Medically Reviewed by Dr. K on 17 March 2021
Table of contents
What Is Marijuana (Weed) Abuse?
Prolonged consumption of marijuana may have serious repercussions if kept unchecked. Changes in national legislation indicate that more individuals can purchase marijuana, for both medicinal and recreational usage. Although even though you use it under the law, it's easy to get addicted to it. This is classified as cannabis dependence.
Marijuana contains two key compounds, namely THC and CBD. THC produces a similar compound that our brains produce called anandamide that passes signals between our nerve cells and the rest of our body. Using marijuana (weed) frequently may lead our brain to stop naturally producing anandamide which will cause us to start to depend on the THC derived from marijuana.
It is estimated that about 30% of marijuana users may have some form of marijuana dependency. Many that began using it by the age of 18 are four to seven times more likely to be addicted than those who started later.
Signs of Marijuana Abuse and Addiction
Marijuana abuse occurs when you feel like you always require it, and without its use, you will suffer withdrawal effects. If you stop, you might:
- have no sense of hunger
- have irritability
- have anxiety and restlessness
- be unable to sleep
When you can't resist smoking marijuana despite the fact that it's impacting your career or relationships, you've developed an addiction. Almost 10% of those who consume pot on a daily basis will develop an addiction to it.
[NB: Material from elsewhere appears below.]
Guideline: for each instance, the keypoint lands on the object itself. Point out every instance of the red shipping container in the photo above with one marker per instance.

Treatment for Marijuana Abuse and Addiction
Typically, this focuses on altering the behaviour. Among the options are:
For certain patients, cognitive behavioural treatment is successful. It assists you in recognising the emotions and habits that contribute to your opioid usage and replacing them with healthy alternatives.
When you give yourself a credit for staying drug-free, this is known as “contingency management." You'll set your goals and rewards with the help of a mental health therapist or an addiction counsellor.
Motivational enhancement therapy (MET):
This is intended to assist you in making a commitment to change your behaviour. It normally just takes two or four hours, and the psychiatrist can see you as a companion rather than a specialist. It's sometimes paired with other forms of treatment.
The Food and Drug Administration has not licenced any medications to combat marijuana misuse, although trials are being conducted to see whether medications used to treat sleep, anxiety, and other problems may be useful. If you have a psychiatric disorder such as anxiety or depression, taking drugs to relieve it can help you from abusing marijuana.
Your doctor will assist you in deciding which medications are more suitable for you.